Four million households live in rented social housing in England, just under a fifth (17%) of all households. In 2020/21, 10% (2.4 million) of all households rented from housing associations, and 7% (1.6 million) from local authorities.

Social housing green paper

The Grenfell Tower fire in June 2017 exposed a range of issues with social housing and provided an impetus for change. In August 2018, following extensive engagement and consultation with social housing residents across the country, the Government published a social housing green paper – A new deal for social housing – which aimed to “rebalance the relationship between residents and landlords”.

Alongside the green paper, the Government published a Call for evidence: Review of social housing regulation which sought views on how well the regulatory regime was operating. The consultation ran from 14 August to 6 November 2018 and received over 1,000 responses.

Social housing white paper

After a gap of two years, on 17 November 2020 the Government published a social housing white paper –The Charter for Social Housing Residents.

The Charter sets out measures designed to deliver on the Government’s commitment to the Grenfell community that “never again would the voices of residents go unheard” and on its 2019 manifesto pledge, to empower residents, provide greater redress, better regulation and improve the quality of social housing.

The white paper is intended to deliver “transformational change” for social housing residents.

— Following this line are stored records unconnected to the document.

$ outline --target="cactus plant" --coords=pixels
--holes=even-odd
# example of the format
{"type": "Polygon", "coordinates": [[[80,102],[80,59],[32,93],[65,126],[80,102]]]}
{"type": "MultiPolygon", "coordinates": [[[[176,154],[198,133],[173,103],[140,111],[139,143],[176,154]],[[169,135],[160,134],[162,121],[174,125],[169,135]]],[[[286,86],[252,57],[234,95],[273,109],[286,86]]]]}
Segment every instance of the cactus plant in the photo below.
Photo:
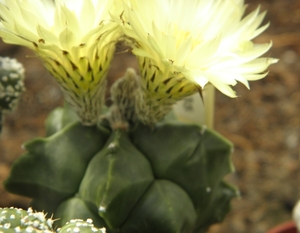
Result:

It sets out measures to:

  • Ensure social housing is safe.
  • Make it easier to know how social landlords are performing, to increase transparency and accountability.
  • Ensure swift and effective complaint resolution.
  • Strengthen the consumer standards social landlords must meet and create a strong, proactive regime to enforce them.
  • Empower residents to support them in engaging with and holding their landlords to account.
  • Ensure good quality, decent homes and neighbourhoods.
  • Support tenants to buy a home of their own.

The roles of the Regulator of Social Housing and the Housing Ombudsman are being strengthened to help deliver these measures.

The social housing white paper applies to social housing landlords and residents in England. Different policies apply in Scotland, Wales and Northern Ireland.

Reaction

Overall, the white paper has been well received by tenants, social landlords and the housing sector. Measures intended to raise standards, increase transparency and accountability, improve the complaints and redress process, and engage and empower residents have been widely welcomed.

Nevertheless, concerns have been expressed about some elements, including:

  • the slow pace of social housing reform;
  • failure to address issues around the supply of homes for social rent;
  • lack of clarity about who and what social housing is for;
  • failure to fully address the issue of stigma, exacerbated by the Government’s strong focus on home ownership;
  • lack of a national platform or representative body to represent tenants’ interests; and
  • potential challenges for social landlords in resourcing all the new requirements.

The Levelling Up, Housing and Communities (LUHC) Select Committee is conducting an inquiry into the regulation of social housing in England.

What next?

There is no timetable attached to delivering the measures set out in the social housing white paper.

The paper provides a framework for reform, but the detail of many of the proposals requires further development and engagement with the sector. The Government established an Expert Challenge Panel, involving experts from across the housing sector, to advise on the how the white paper proposals can be delivered.

Some reforms will require primary legislation before they can be implemented. The Government’s levelling up white paper, published on 2 February 2022, included a commitment to bring forward a Social Housing Regulation Bill. The Secretary of State for the Department for Levelling Up, Housing and Communities (DLUHC), Michael Gove, confirmed to the LUHC Select Committee that the Government hoped to introduce the Bill in Parliament in May or June 2022.